Plain Talk About Class Warfare And The Two Parties We Actually Have

Republicans always scream "class warfare" if any Democrat points to obvious inequities in our social system, but of course class struggle exists whenever and wherever class itself legibly exists at all, as a matter of course: If there were no class struggle, class itself would be invisible, since it is in the experience of the shifting advantages and disadvantages of class struggle that we are confronted with the substance of class itself. What class warfare is, is a reality, what class warfare isn't, is the public recognition of that reality.

Likewise, Republicans always scream "envy" if any Democrat points to the obvious wrongdoing of those at the top, but of course then goes on to stir up all the envy they can at those at the bottom, seeking to expiate the bloodletting of their own elite incumbent class war-making through the ritual sacrifice of scapegoats scooped up from among its sufferers. Needless to say, righteous anger at conspicuous wrongdoing is the furthest thing from envy, else given the opportunity the angry would emulate what they now call wrong rather than continue to repudiate it.

Republicans represent the interests of elite incumbents in this class warfare -- of course they then peddle class resentments, usually in the form of a mix of white racism, gender anxiety, and xenophobia, in order to fool a sufficiently large minority into endorsing policies actually benefiting the tiny elite minority they really serve to vote against the majority in this class warfare they are making but not allowing anybody to talk about. Democrats represent the interests of the large majority of people who have to work for a living -- but of course few of them are actually people who have to work for a living themselves, and they often have positional affinities with the elite incumbents against whose explicit advocates they are supposed to battling in the interests of the majority, with the consequence that they often do the wrong thing and even more often refuse to offend their fellow elite incumbents by telling it like it is.

When Democrats fail to recognize the class warfare that is actually taking place they fatally undermine their capacity to wage it in the interests of the majority of their constituents, and when Democrats fail to punish those who are responsible for the worst effects of that class warfare (as when they didn't put fraudsters in jail, but instead gave them free money with no strings attached, just as when they didn't prosecute anybody in the Bush administration for admitted war-crimes, but instead decided to "move forward," usually in ways that treated that very gesture as a precedent justifying their own variations on those war-crimes) this does not cause the struggle to go away or the criminality to go away or the suffering to away or the recrimination to go away: it merely ensures that the real criminals go unpunished, the suffering produced by their crimes is exacerbated, and the recrimination is redirected to vulnerable innocents, many of them already the victims of the unpunished crimes in the first place, now positioned in their precarity as targets for renewed punishment.

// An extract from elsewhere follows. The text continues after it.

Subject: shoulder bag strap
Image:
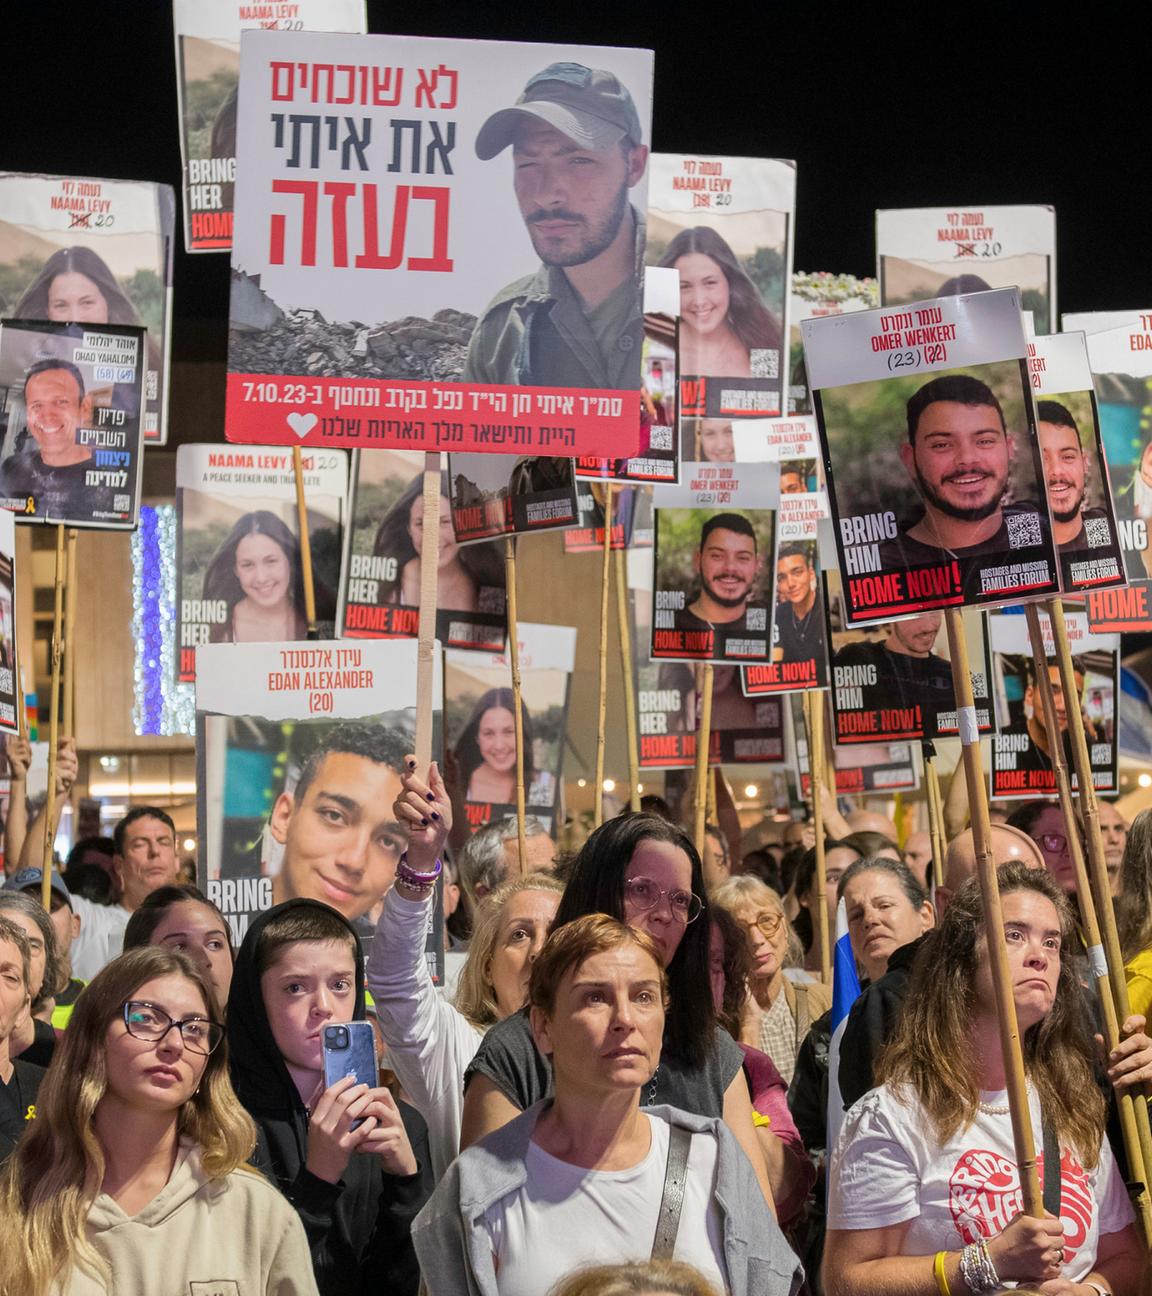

The "envy" Republicans scream about when people recognize the crimes of the rich and powerful is in fact the righteous recognition that too often the successful succeed because they break the rules they demand others follow, because they appropriate as their own what are in fact collective accomplishments, because they externalize the risks and costs they claim they take and fail upward while others are expected to clean up their messes for them. But what is worse than the profound deception that would call these common sense recognitions expressions of "envy" is that Republicans do not stop there, but instead create and mobilize envy themselves, re-directing resentments exacerbated by the class warfare they are at once making and disavowing onto those who are suffering in that war for fear that otherwise these resentments will provide the basis for solidarity among the sufferers, the grounds for education, agitation, organizing, resistance, and reform among the majority of people who have to work for a living to engage as open combatants themselves rather than always only as casualties in the class warfare begun and maintained and forever waged by elite incumbents.

Both the Democrats and the majority of people who have to work for a living need to remember whose side they are on, and act accordingly, and demand they act accordingly. The Democrats aren't doing their job, but since they are all we have we have to make them do their job, and that means we have to do our job, too. We might begin by insisting everybody speak more plainly about the fact that there are sides and that there actually is a job to do.